Low salary trend could cost state

By Joe Bush

Illinois might soon be regarded as an “untouchable” state for higher educators if a low faculty salary trend continues, according to last week’s discussion of the Illinois Board of Higher Education’s proposed 6 percent salary hike.

The predicted 4.5 to 5 percent inflation rate would render the hike almost meaningless, university officials argued.

“Last year almost all of the people who left here (NIU), left to go out of state,” said NIU Associate Provost Francis Nowik. “We’re not doing as much as we should have or could have.”

Increasing the urgency for nationally competitive salaries is the expected wave of retiring professors in the next decade, Nowik said.

William Eaton, IBHE Advisory Committee member said because Illinois has a “very sporadic, inconsistent record” concerning salary issues, quality educators leave the state for better wages and morale is low among instructors who stay, affecting their productivity in ways which he said could not be measured in numbers but “in more quiet, subtle and in a destructive way.”
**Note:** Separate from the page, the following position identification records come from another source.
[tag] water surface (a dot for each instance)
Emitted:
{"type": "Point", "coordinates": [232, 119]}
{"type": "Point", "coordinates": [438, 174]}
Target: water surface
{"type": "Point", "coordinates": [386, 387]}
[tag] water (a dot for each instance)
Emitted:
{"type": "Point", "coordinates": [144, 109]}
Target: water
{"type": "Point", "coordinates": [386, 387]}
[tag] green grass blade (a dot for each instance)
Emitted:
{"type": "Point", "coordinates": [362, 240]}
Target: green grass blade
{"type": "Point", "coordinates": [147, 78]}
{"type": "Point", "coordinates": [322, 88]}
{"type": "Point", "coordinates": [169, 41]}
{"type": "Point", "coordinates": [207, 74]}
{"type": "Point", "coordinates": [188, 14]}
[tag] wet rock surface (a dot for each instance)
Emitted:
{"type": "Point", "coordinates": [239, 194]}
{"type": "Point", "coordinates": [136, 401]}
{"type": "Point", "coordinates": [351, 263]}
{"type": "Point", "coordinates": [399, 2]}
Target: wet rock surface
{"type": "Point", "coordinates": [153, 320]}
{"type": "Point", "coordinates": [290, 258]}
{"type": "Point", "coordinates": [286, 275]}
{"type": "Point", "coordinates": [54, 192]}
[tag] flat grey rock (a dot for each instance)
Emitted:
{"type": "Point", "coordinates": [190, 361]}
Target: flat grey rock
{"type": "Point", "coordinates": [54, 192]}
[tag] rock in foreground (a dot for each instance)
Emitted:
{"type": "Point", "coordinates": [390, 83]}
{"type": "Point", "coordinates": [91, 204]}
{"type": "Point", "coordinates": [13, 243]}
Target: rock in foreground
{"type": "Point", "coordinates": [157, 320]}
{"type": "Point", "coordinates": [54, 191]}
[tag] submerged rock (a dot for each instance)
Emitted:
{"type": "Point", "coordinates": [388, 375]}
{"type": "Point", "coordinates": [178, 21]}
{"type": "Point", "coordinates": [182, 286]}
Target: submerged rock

Eaton said a third effect of low wages was potential educators, “the cadre of unnamed individuals that represent our future,” who look elsewhere for jobs because of Illinois’ salary reputation.

“I suggest that if our varsity athletic teams were in the same low quartile as our faculty salaries, we would be more concerned,” said Mitchell Vogler, president of the Illinois Federation of Teachers’ Universities Council and University Professionals of Illinois.

Board Executive Director Richard Wagner acknowledged the salary problem, but could offer only reallocation of state funds at individual schools to supplement salary packages.

University of Illinois President Stanley Ikenberry said although reallocation might add a percent to the package, if all other budget recommendations are not passed by Governor James Thompson and the general assembly, reallocation might be spread thinner.

NIU President John La Tourette said, “We are looking at reallocation. We are looking at trying to maximize that salary package regardless of what we receive, but our ability to maximize that salary package depends on how large that package is.”

La Tourette said university officials had pushed for a 6.5 to 7 percent wage hike because of the likelihood of legislative trimming. If money is cut for needy library resources, for example, “our flexibility to reallocate will be reduced rather significantly,” La Tourette said.

Pleas were made for an extension, possibly a permanent one, of the temporary tax surcharge which increased the fiscal year 1990 budget.

One board member said in this state election year, the public, whose support for higher education made the surcharge possible, needs to know “that this (the surcharge) is one of the key issues that’s going to be decided in March (primaries) and November and that (their) support be mobilized because, if after these elections, we decide to put on a big campaign in 1991, it may well be too late.”